Niestety, nie. Poręczyciele, by uciec od odpowiedzialności, często powołują się na błąd. Nic jednak to nie da. Sąd Najwyższy orzekł w wyroku z 18 lutego 2005 r. (sygn. V CK 474/04), że poręczyciel nie może uchylić się od skutków prawnych swego oświadczenia woli z powodu błędu wywołanego podstępnie przez dłużnika co do jego wypłacalności w dacie poręczenia.
Sąd stwierdził, że odpowiedzialność poręczyciela ma charakter zobiektywizowany i jest oparta na zasadzie ryzyka.
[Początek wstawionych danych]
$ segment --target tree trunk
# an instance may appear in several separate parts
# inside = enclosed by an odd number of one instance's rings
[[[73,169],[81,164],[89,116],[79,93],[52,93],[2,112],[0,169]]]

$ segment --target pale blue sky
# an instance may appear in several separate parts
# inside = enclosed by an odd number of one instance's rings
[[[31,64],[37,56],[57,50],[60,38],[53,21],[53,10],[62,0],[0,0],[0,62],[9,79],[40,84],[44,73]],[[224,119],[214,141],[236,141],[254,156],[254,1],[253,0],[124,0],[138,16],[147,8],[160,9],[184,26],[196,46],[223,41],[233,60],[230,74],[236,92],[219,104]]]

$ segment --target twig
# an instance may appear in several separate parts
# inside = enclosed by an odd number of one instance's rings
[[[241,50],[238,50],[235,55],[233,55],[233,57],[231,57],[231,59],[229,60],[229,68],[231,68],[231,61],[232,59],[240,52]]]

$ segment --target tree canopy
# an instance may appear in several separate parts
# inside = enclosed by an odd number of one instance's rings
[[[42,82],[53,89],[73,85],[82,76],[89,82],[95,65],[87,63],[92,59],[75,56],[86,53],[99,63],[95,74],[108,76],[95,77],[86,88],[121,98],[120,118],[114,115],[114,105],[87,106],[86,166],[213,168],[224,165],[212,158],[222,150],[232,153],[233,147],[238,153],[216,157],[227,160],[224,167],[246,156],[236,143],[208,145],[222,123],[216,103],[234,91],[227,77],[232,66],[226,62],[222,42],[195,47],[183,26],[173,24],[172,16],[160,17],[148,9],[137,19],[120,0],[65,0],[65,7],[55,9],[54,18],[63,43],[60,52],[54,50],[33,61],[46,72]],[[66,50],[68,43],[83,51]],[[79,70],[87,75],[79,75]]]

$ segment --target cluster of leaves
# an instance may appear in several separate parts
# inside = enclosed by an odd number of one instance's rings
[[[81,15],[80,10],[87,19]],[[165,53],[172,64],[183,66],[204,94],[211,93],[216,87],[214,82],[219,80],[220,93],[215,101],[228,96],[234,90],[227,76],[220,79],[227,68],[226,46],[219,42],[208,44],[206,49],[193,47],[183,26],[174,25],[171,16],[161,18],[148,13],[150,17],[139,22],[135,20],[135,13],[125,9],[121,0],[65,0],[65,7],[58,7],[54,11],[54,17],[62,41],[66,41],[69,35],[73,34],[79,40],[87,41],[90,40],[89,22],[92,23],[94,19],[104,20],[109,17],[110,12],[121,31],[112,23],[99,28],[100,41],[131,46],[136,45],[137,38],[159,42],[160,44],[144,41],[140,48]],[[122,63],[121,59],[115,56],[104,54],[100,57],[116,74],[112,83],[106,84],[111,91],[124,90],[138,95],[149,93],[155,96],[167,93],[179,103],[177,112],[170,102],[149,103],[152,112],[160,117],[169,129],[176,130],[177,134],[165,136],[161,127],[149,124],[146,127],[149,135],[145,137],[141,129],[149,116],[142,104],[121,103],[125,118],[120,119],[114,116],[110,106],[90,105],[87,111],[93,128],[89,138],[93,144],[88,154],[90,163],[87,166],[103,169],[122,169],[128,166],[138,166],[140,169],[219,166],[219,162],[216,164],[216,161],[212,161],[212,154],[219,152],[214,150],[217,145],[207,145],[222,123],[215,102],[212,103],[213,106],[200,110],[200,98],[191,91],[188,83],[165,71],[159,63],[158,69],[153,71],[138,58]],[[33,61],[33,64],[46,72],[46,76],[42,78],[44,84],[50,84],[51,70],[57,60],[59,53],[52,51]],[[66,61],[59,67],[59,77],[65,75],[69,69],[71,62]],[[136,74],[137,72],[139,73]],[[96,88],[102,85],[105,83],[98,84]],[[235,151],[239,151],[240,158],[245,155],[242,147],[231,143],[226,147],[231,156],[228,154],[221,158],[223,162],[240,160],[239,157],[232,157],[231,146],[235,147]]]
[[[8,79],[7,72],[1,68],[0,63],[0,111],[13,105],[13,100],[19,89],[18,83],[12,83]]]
Poręczyciel gwarantuje kredytodawcy (najczęściej bankowi) własnym majątkiem wypłacalność kredytobiorcy. Zanim zatem zdecydujemy się poręczyć komukolwiek kredyt, dobrze się zastanówmy. Trzeba mieć nie tylko zaufanie do tej osoby, ale też dobrą orientację w jej sytuacji finansowej.
Mniejsze zarobki nie uwolnią od spłaty
Zgodziłam się zostać żyrantem kredytu, który zaciągała siostra. Teraz straciła pracę i bank domaga się spłaty kredytu ode mnie. Niestety, sama od jakiegoś czasu zarabiam mniej i sama mam kredyt. Jak uniknąć kolejnych rat?
Przed złożeniem podpisu pod umową kredytu trzeba się dobrze zastanowić, czy w razie czego uda się nam spłacić cudze długi. Jeżeli mamy jakiekolwiek wątpliwości, to lepiej zobowiązań na siebie nie przyjmować. A gdy już to zrobiliśmy, to niestety musimy ponosić tego konsekwencje. Rozwiązaniem jest wydłużenie okresu kredytowania. Wtedy raty do spłaty będą niższe. Musi się jednak na to zgodzić bank.